Al sentimiento sumaba, unamunianamente, el pensamiento.
Con seny. “A la sustitución del miedo
por la lucidez, lo llamo dignidad”, escribió.
En plena polémica sobre la moralidad personal del los
poetas, uno tiene la impresión de que Margarit era buena persona. “No he
encontrado mejor manera de amar a los demás que el ejercicio de la poesía, unas
veces como lector [“de Chéjov y de Tolstoi aprendí / que nuestra salvación es
explicarse. / Conocer el dolor de las palabras”] y otras como poeta”, dijo. Lo
poco que lo traté (a propósito, pongo por caso, de su amigo trujillano
González-Haba, el “Baudelaire / ressec d’Extremadura”) me lo confirma. Y
durante las horas que compartimos en Plasencia. Y más aún sus versos, tan “de
verdad”. De ella declaró que era “objetivo profundo de la poesía”. “Lo que un
poeta es, eso serán sus poemas: y no hay nadie más difícil de engañar que los
buenos lectores de poesía”. Para él nunca fue un atajo sino “una herramienta
para gestionar el dolor y la felicidad y, sobre todo, sus vertientes ya
domésticas, la tristeza y la alegría, una gestión de la que depende lo que se
guarda de la vida pasada”.
Aunque no se destaque demasiado, Margarit fue un
notable traductor. De Miquel Martí i Pol, Gabriel Ferrater, Elizabeth Bishop,
Thomas Hardy y Sharon Olds.
Si tenemos en cuenta que la traducción es acaso la
forma más exigente de lectura, esos ejercicios demuestran su amor por la
lengua. Su conciencia bilingüe: “Una es materna; la otra es adquirida y
la quiero: no voy a renunciar a las dos lenguas, digan lo que digan los
políticos”. Bien que se lo han recriminado. Hasta el final.

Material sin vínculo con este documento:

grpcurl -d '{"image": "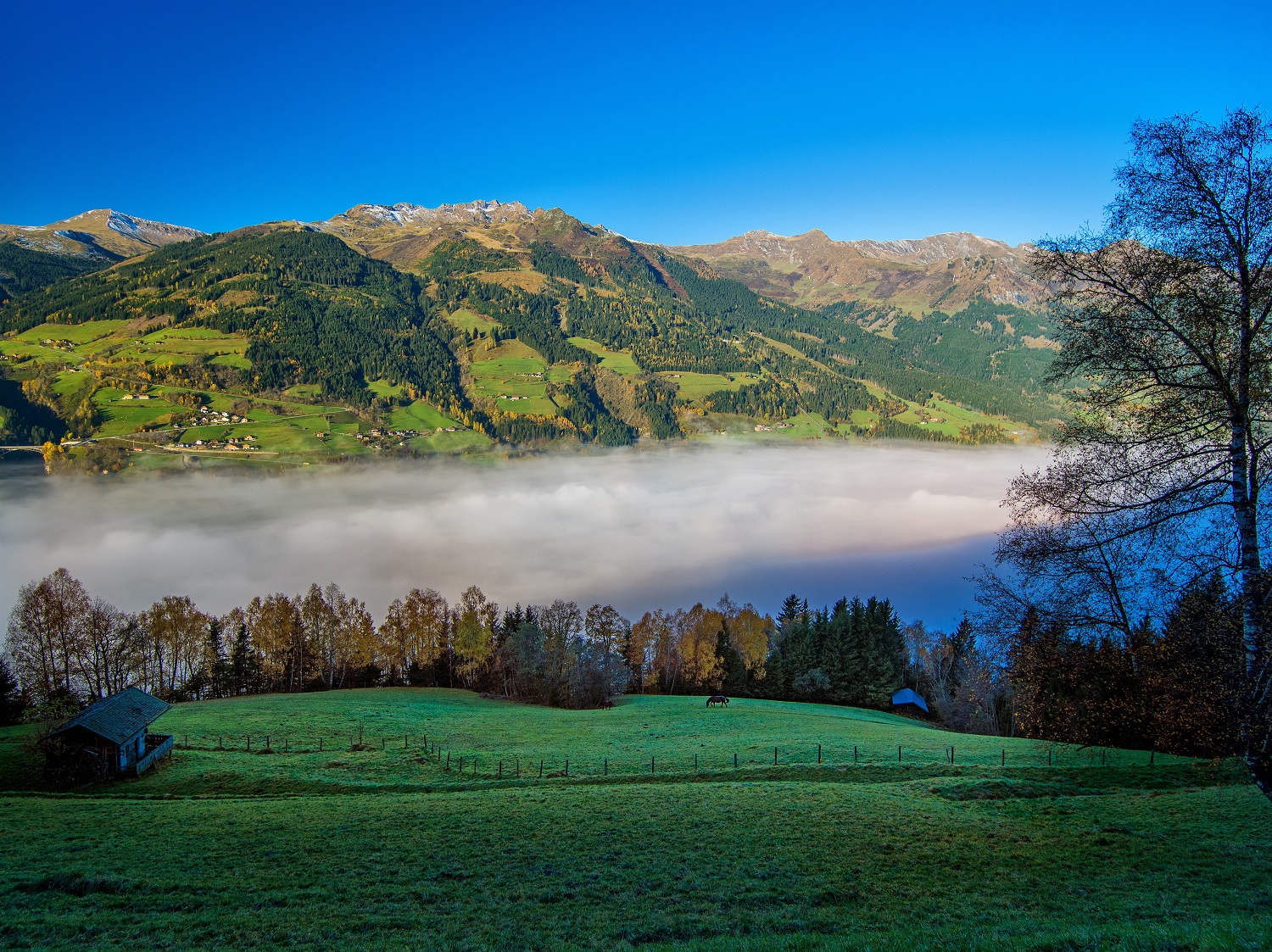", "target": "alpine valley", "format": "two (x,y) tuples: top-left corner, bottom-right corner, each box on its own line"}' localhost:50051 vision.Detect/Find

(0, 201), (1061, 471)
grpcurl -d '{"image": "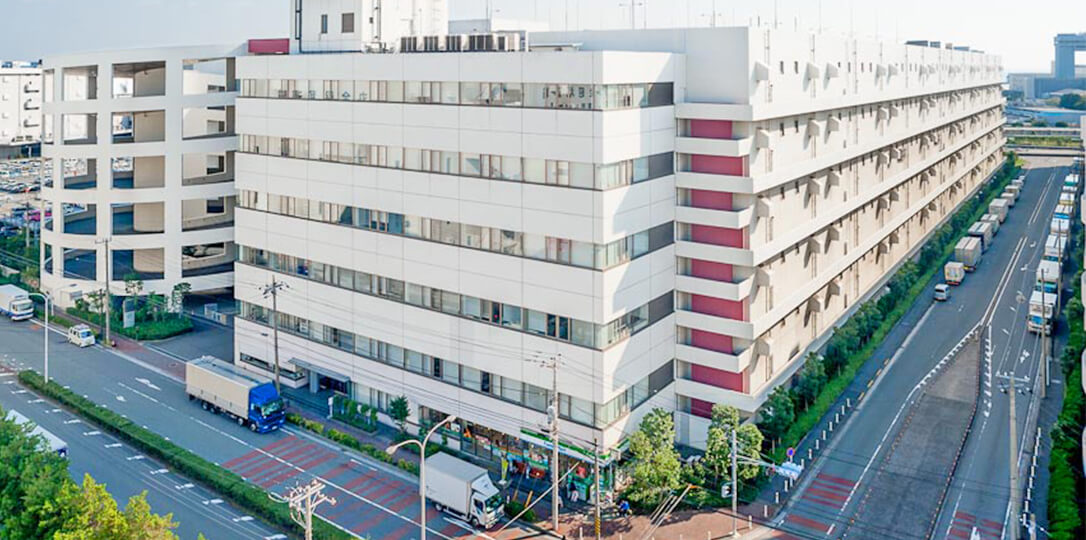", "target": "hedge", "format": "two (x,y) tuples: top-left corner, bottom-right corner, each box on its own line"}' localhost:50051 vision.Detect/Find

(759, 152), (1021, 461)
(18, 369), (352, 540)
(1048, 223), (1086, 540)
(287, 413), (418, 476)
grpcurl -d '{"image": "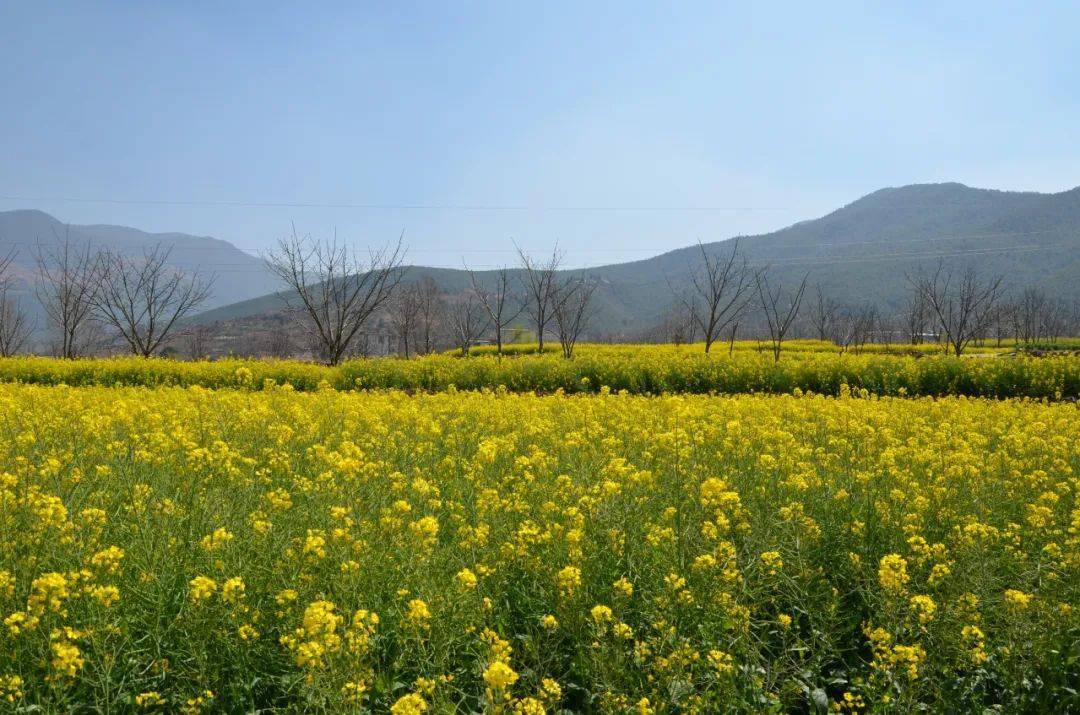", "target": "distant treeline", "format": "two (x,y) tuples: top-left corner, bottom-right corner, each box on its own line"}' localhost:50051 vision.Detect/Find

(0, 346), (1080, 400)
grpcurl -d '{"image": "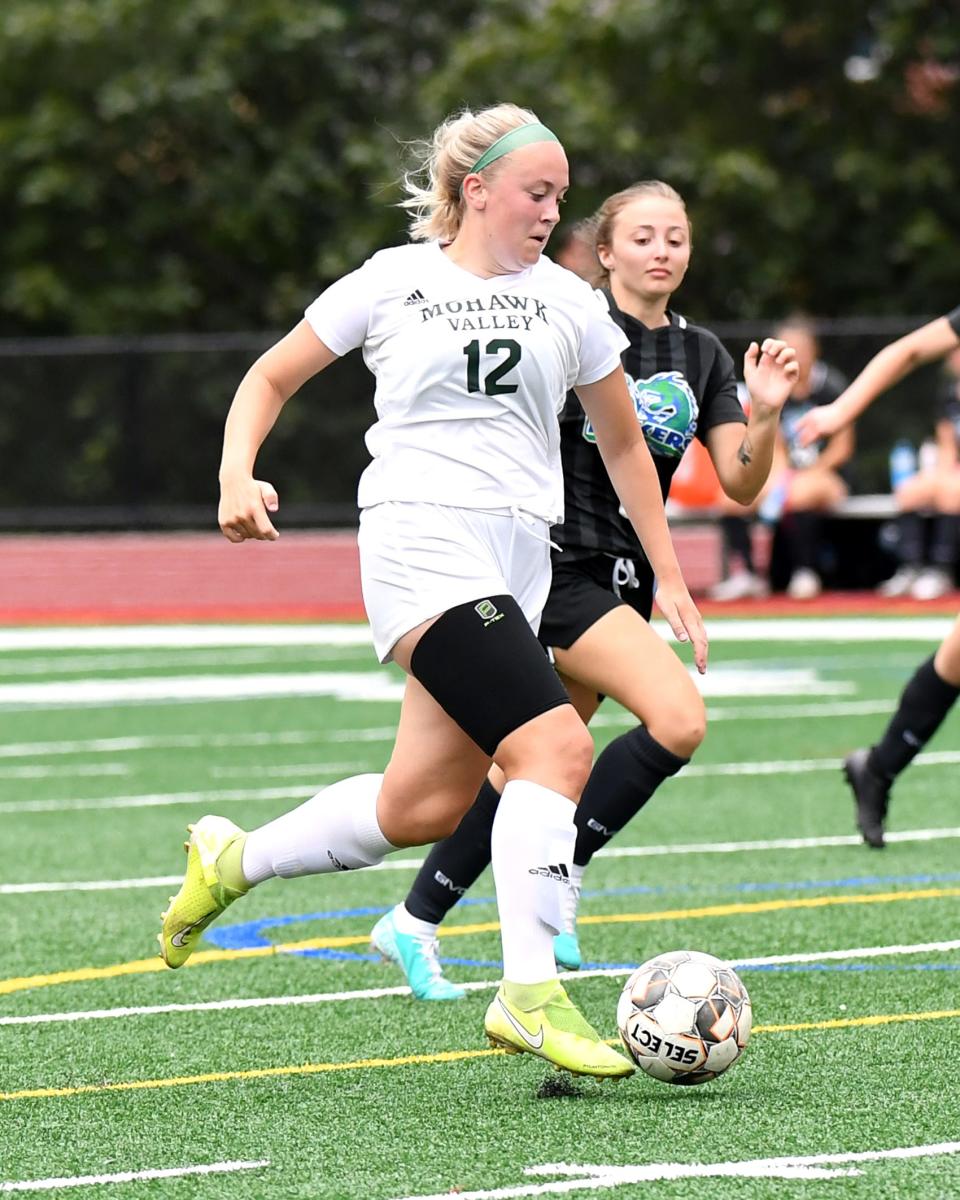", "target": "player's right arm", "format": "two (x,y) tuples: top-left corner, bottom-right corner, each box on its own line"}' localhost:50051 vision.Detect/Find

(797, 317), (960, 445)
(217, 320), (337, 541)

Tampoco fue inmune a la metapoesía, esto es, aquella
poesía cuyo universo referencial es la propia poesía. Tanto en sus poemas, que
revelan el asombro del que escribe ante lo que sucede y ve, como en forma de
ensayo, así en su libro Nuevas
cartas a un joven poeta, un título que homenajea a Rilke.

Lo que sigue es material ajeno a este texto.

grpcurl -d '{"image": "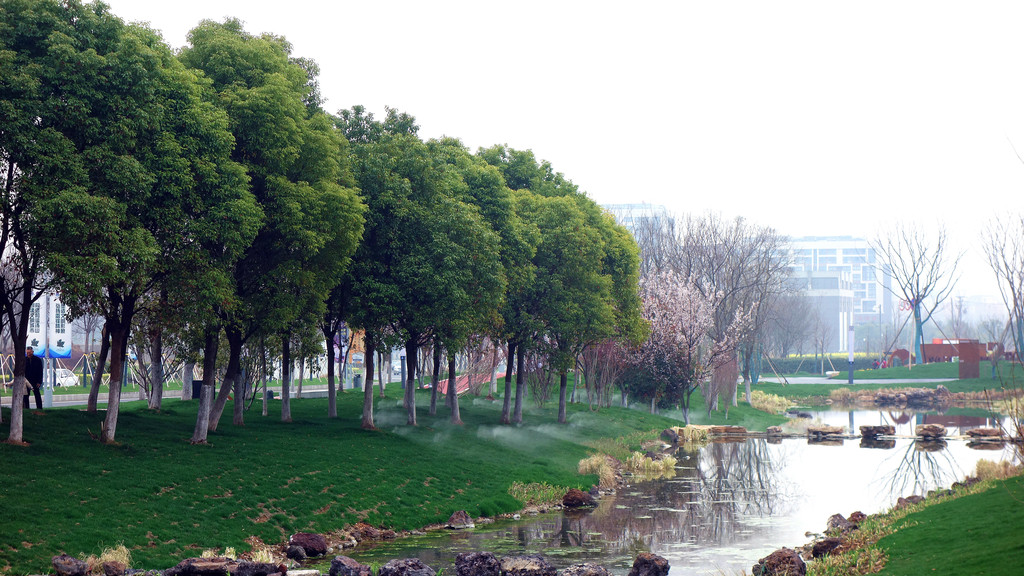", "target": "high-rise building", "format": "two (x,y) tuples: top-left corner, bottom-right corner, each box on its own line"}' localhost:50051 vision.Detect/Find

(790, 236), (893, 351)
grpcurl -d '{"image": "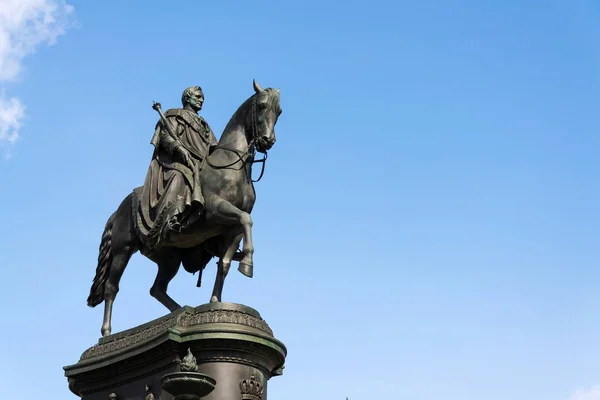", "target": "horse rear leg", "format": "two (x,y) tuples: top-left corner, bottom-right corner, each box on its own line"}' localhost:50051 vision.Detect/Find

(212, 198), (254, 278)
(101, 246), (134, 336)
(150, 255), (181, 312)
(210, 233), (243, 303)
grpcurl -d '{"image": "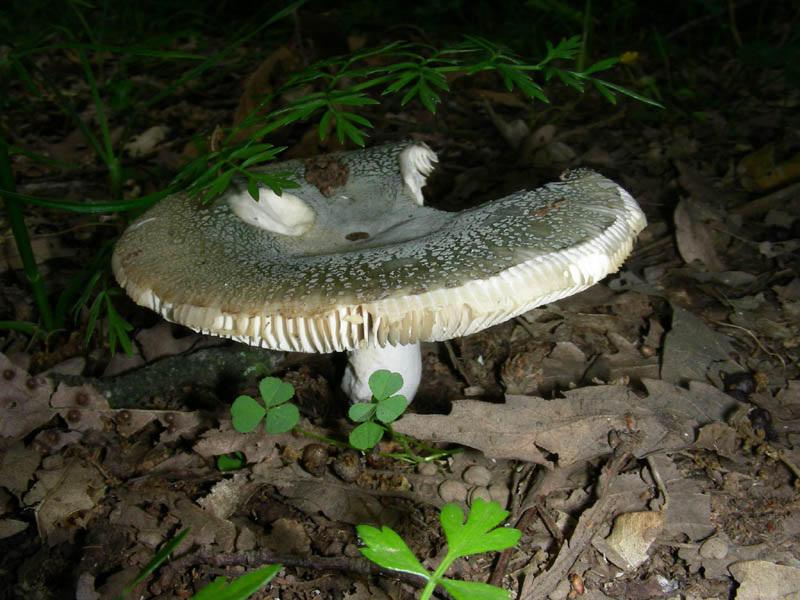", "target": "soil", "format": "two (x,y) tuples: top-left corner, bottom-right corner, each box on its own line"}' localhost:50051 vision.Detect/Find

(0, 3), (800, 600)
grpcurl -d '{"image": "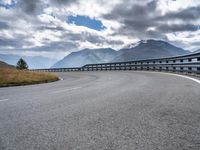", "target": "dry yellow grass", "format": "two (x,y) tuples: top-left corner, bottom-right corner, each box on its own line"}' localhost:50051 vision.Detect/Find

(0, 68), (59, 87)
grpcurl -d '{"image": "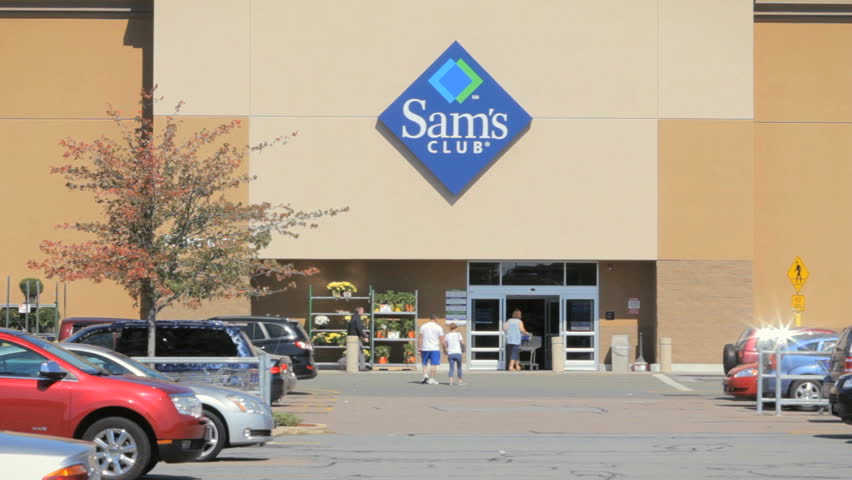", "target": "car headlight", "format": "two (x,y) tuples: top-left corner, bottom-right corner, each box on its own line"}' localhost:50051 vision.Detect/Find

(169, 393), (201, 418)
(734, 368), (757, 378)
(228, 395), (266, 414)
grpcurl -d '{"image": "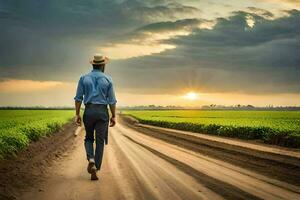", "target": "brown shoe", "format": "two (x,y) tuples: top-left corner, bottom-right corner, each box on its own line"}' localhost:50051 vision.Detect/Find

(91, 166), (99, 181)
(87, 160), (95, 174)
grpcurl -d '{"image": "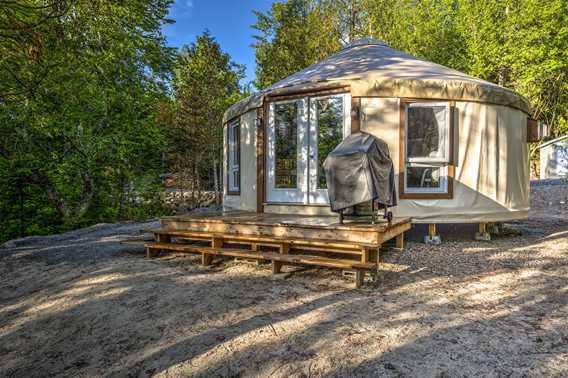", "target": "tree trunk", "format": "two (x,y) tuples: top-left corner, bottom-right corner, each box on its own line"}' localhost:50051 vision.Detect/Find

A lo largo de su vida, obtuvo
numerosos premios. Dos veces fue Flor Natural en
los Jocs Florals de Barcelona y tres consiguió el Premio de la Crítica Serra
d’Or. Además, por citar sólo los más prestigiosos, el Premio Nacional de
Literatura de la Generalitat de Cataluña, el Premio Nacional de Poesía
del Ministerio de Cultura de España o el Premio
Reina Sofía de Poesía Iberoamericana. Con todo, es el Cervantes el mayor de sus
galardones. Por culpa de la pandemia de la covid
19, no pudo recogerlo el 23 de marzo pasado en el paraninfo de la
Universidad de Alcalá y se lo tuvieron que entregar los Reyes en Barcelona el pasado mes de
diciembre. Fue calificado como un “acto privado” y se sustituyó la lectura del
preceptivo discurso por la de dos poemas, uno en catalán y otro en español.
“He sido un hombre práctico. / Brusco, fiel,
solitario. Agradecido”, manifestó Margarit en cierta ocasión. Agradecidos
estamos también sus lectores. Sospecho que irán a más. Su poesía está destinada
a durar. Como su ejemplo ciudadano. El de un poeta cercano que tenía en cuenta
la cortesía orteguiana y el de un catalán que no quiso renunciar a su corazón
español. Alguien que amó apasionadamente sus dos lenguas.